I must admit reading the abstract made me think to myself that I should read the...

jxmorris12 · 2025-05-21T19:59:22 1747857562

Very fair!

> Does this extend to being able to analytically determine which concepts are encodable in one embedding but not another? An embedding from a deft tiny stories LLM presumably cannot encode concepts about RNA replication.

Yeah, this is a great point. We're mostly building off of this prior work on the Platonic Representation Hypothesis (https://arxiv.org/abs/2405.07987). I think our findings go-so-far as to apply to large-enough models that are well-enough trained on The Internet. So, text and images. Maybe audio, too, if the audio is scraped from the Internet.

So I don't think your tinystories example qualifies for the PRH, since it's not enough data and it's not representative of the whole Internet. And RNA data is (I would guess) something very different altogether.

> Assuming that is true. If you can detect when you are trying to put a square peg into a round hole, does this mean you have the ability to remove square holes from a system?

Not sure I follow this part.

Lerc · 2025-05-21T20:22:38 1747858958

>So I don't think your tinystories example qualifies for the PRH, since it's not enough data and it's not representative of the whole Internet. And RNA data is (I would guess) something very different altogether.

My thought there was that you'd be comparing tinystories to a model that trained on the entire internet. The RNA related information would be a subset of the second representation that has no comparable encoding in the tinystories space. Can you detect that? If both models have to be of sufficient scale to work the question becomes "what is the scale, is it sliding or a threshold? "

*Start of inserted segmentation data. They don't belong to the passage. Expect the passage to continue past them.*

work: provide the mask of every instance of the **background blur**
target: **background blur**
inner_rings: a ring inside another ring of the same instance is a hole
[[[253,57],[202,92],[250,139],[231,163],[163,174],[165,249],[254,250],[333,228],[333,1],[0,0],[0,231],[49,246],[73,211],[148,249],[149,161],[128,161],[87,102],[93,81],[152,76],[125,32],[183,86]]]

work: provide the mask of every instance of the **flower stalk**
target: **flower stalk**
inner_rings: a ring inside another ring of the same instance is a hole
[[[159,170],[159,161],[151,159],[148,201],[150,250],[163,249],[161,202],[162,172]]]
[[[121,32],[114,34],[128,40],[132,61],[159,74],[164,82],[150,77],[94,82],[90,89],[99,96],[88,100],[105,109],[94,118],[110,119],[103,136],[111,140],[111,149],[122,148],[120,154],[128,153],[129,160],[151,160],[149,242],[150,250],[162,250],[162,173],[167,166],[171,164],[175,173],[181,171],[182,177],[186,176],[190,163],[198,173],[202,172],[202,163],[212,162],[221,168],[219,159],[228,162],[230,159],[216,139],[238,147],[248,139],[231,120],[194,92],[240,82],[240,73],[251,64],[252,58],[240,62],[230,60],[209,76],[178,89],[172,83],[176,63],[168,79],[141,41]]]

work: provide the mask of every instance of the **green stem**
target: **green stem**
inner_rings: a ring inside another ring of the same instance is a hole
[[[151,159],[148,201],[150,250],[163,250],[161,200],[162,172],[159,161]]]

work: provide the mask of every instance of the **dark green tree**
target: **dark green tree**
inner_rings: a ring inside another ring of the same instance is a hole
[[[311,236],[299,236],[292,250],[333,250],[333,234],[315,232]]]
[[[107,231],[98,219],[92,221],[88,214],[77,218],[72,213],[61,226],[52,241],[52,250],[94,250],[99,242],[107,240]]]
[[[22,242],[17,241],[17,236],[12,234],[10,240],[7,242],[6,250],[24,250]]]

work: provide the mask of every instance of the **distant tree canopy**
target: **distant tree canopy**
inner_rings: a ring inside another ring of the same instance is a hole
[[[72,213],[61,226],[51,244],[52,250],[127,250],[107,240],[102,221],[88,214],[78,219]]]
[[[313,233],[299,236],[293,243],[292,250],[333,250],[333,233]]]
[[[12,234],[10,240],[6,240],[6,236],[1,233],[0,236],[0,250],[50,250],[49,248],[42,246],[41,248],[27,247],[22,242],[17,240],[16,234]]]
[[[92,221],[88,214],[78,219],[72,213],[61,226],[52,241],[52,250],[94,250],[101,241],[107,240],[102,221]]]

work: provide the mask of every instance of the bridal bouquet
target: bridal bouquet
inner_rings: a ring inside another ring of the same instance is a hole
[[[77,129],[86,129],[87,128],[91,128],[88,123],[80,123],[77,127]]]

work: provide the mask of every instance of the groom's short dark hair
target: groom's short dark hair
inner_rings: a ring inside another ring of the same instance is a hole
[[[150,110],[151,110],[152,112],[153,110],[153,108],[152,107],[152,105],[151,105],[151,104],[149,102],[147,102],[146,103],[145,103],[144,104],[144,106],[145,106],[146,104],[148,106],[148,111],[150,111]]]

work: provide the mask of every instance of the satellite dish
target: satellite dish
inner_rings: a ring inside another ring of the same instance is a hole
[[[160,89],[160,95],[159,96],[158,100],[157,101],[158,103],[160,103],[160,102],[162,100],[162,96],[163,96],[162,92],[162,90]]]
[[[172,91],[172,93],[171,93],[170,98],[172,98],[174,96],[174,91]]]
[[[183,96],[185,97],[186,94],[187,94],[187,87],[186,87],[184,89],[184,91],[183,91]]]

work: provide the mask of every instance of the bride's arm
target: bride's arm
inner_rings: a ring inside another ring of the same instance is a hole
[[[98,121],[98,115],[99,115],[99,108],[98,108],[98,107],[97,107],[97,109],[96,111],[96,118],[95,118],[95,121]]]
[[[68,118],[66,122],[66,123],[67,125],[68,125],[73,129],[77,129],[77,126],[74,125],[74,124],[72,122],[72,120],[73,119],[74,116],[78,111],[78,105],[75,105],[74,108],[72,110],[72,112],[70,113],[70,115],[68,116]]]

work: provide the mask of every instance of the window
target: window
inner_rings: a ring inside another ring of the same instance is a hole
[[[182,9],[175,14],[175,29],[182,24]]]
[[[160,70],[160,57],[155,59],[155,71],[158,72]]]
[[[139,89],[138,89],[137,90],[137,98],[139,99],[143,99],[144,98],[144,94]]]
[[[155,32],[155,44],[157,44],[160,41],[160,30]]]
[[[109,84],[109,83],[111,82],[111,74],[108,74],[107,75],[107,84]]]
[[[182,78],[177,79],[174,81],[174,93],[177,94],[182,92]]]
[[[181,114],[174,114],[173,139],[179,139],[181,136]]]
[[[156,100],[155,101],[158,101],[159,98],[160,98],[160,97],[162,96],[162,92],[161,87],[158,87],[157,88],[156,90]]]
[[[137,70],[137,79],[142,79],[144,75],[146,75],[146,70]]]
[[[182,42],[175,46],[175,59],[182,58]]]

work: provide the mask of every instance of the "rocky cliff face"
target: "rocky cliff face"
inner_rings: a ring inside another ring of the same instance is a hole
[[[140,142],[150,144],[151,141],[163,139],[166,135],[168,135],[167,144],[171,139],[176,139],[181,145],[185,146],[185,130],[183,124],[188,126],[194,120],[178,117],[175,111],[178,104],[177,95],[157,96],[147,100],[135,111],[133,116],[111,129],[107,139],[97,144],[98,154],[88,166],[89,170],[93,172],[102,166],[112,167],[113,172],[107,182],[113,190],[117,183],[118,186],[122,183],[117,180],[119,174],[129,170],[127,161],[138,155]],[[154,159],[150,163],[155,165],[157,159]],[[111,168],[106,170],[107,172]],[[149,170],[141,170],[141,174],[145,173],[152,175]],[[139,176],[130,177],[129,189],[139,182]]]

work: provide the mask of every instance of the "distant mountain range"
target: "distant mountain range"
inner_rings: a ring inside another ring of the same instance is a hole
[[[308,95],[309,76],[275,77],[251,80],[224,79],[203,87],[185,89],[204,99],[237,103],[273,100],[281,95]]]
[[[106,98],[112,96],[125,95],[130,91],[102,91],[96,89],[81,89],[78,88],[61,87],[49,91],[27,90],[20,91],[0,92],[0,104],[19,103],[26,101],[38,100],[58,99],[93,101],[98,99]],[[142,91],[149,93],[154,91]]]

>> Assuming that is true. If you can detect when you are trying to put a square peg into a round hole, does this mean you have the ability to remove square holes from a system?

>Not sure I follow this part.

Perhaps the metaphor doesn't work so well. If you can detect if something is encodable in one embedding model but not another. Can you then leverage that detection ability in order to modify an embedding model so that it cannot represent an idea.

eximius · 2025-05-21T22:43:13 1747867393

As I read the paper, you would be able to detect it in a couple of ways

1. possibly high loss where the models don't have compatible embedding concepts 2. given a sufficient "sample" of vectors from each space, projecting them to the same backbone would show clusters where they have mismatched concepts

It's not obvious to me how you'd use either of those to tweak the vector space of one to not represent some concept, though.

But if you just wanted to make an embedding that is unable to represent some concept, presumably you could already do that by training disjoin "unrepresentable concepts" to a single point.

oofbey · 2025-05-21T21:55:20 1747864520

I read a lot of AI papers on arxiv, and it's been a while since I read one where the first line of the abstract had me scoffing and done.

> We introduce the FIRST method for translating text embeddings from one vector space to another without any paired data

(emphasis mine)

Nope. I'm not gonna go a literature search for you right now and find the references, but this is certainly not the first attempt to do unsupervised alignment of embeddings, text or otherwise. People were doing this back in ~2016.

austinpilot · 2025-05-22T00:52:12 1747875132

There has been plenty of work on alignment of embeddings, a lot of it cited in the paper. This paper solves the problem of translation, where (unlike in word alignment) there isn't already a set of candidate vectors in the target embedding space. It's generation, not matching.